I have studied health and healing for what seems like my entire life.  Growing up in our household, my family and my grandparents always discussed health, food, the season, herbs, roots, spices, and karma or energy: what you put out into the world will come back to you in the form of health and abundance. Growing up with chronic illness and immune system dysregulation, this set the stage for my future and current career in an epic quest to heal myself.

I have always had a fascination with “old”. I appreciate and love modern day amenities but I have always had a deep pull to learn how life was lived without technology. I had a deep sense of longing to have grown up as my dad did because his life journey is so fascinating to me. I am envious of it, and my hope is that you read this article with an open heart.

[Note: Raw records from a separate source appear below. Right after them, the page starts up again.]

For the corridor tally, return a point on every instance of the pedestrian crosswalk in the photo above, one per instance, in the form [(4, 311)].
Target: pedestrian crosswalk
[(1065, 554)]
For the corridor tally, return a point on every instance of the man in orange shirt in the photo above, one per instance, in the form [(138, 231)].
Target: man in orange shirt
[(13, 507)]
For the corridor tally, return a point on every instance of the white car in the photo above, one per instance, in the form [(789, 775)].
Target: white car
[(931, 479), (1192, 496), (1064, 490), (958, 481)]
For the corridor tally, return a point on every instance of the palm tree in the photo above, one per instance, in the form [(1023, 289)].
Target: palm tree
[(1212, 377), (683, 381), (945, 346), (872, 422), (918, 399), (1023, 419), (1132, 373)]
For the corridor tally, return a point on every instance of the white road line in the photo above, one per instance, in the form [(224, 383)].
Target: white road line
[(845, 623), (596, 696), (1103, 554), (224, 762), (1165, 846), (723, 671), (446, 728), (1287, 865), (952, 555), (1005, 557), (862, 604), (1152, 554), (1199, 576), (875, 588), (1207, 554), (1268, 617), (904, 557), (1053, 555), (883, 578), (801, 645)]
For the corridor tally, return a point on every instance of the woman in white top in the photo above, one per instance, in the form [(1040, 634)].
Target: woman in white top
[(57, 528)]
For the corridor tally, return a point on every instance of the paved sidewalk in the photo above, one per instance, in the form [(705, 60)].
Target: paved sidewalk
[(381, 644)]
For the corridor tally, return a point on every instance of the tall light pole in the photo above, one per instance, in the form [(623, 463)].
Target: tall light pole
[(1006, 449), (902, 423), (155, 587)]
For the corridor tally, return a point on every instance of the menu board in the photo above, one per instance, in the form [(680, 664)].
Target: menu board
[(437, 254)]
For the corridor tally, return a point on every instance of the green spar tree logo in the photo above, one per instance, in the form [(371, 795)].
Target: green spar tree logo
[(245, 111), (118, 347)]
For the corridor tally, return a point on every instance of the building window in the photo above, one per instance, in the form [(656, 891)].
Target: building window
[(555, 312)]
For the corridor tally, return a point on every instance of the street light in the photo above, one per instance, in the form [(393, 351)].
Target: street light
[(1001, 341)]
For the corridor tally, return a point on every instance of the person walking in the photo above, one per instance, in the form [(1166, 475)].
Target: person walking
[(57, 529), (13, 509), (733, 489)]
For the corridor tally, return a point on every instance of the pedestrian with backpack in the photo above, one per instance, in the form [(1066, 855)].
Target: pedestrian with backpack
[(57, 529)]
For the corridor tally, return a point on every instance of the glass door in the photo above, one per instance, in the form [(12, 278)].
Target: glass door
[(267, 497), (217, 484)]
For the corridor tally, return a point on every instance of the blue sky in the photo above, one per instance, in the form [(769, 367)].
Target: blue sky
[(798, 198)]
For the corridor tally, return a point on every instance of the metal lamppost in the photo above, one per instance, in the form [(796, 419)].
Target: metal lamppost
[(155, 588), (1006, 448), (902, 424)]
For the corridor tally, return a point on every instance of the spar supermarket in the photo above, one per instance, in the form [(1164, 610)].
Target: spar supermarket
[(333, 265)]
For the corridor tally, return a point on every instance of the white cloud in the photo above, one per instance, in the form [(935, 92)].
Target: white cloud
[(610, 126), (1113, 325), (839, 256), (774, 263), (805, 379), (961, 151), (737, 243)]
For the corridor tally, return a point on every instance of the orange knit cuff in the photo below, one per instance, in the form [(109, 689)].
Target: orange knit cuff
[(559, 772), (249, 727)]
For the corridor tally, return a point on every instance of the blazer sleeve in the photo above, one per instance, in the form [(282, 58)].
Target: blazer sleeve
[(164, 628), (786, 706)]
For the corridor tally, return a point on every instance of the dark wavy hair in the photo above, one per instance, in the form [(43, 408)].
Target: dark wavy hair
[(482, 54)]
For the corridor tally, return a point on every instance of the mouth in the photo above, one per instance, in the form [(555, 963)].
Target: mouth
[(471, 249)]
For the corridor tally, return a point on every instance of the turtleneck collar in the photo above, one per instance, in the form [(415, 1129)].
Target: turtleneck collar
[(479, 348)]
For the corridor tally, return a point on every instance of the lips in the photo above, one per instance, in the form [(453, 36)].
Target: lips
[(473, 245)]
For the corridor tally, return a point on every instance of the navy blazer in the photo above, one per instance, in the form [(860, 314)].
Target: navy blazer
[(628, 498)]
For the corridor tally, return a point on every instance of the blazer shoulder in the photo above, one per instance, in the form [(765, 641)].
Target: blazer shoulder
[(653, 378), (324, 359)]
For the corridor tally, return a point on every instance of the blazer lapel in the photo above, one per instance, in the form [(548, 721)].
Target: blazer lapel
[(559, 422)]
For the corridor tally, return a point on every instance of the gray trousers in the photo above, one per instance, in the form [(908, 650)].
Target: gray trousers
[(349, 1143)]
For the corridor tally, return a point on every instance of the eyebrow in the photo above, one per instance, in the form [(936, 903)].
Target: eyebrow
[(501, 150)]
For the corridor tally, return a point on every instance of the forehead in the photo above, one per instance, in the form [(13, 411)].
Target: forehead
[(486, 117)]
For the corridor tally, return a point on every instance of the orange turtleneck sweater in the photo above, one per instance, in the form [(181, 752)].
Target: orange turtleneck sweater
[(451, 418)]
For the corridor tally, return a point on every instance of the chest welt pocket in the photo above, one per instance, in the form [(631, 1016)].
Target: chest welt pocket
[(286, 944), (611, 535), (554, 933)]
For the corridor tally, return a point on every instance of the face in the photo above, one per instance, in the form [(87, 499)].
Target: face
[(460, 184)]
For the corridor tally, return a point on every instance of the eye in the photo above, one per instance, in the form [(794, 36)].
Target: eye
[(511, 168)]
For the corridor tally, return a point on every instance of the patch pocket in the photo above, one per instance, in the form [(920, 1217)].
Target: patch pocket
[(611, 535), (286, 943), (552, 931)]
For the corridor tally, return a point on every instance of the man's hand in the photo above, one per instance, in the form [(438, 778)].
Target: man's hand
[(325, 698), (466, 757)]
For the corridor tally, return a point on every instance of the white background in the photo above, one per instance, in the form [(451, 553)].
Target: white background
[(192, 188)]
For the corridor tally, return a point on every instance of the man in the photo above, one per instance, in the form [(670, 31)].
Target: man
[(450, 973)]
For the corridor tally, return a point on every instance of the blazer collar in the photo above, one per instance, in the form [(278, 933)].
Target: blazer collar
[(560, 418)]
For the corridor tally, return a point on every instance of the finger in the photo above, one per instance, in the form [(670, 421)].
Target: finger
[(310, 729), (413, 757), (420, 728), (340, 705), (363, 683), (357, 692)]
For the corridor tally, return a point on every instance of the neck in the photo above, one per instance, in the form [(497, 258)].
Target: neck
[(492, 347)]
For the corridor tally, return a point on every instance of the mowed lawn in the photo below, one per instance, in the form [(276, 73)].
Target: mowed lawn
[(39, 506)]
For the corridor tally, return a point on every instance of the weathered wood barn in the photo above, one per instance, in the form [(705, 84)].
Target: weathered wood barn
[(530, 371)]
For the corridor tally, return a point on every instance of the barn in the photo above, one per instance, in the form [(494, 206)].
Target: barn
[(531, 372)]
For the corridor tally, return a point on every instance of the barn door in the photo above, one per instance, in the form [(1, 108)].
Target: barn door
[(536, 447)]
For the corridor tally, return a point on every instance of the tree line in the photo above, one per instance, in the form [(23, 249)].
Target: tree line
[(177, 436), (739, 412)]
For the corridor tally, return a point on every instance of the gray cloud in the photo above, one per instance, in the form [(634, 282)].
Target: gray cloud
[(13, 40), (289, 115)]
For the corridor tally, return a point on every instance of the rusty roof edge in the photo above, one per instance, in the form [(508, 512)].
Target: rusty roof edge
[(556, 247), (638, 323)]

My Dad’s name is Paramjit Dhiman and he was born in Phillaur, a town in the district of Jalandhar in Punjab (North India). He is 69 years old although his exact birth date is not known, his passport date was chosen to be the date of Vaisakhi – the festival of harvest. He is an entrepreneur and works 6 days a week with passion for a profession requiring acute intellect. His energy is incredible; he has run the Sun Run 16 years in a row without missing one year, training 6am prior to work; he is an avid golfer; loves the Canucks; and has adapted to many different worlds. This article is an exploration is of the old world, the traditional world, the world of connection and oneness. My Dad is the generational bridge, the last remaining connection in our family from the old world, to the modern world, his dance interweaving between both has been nothing less than fascinating.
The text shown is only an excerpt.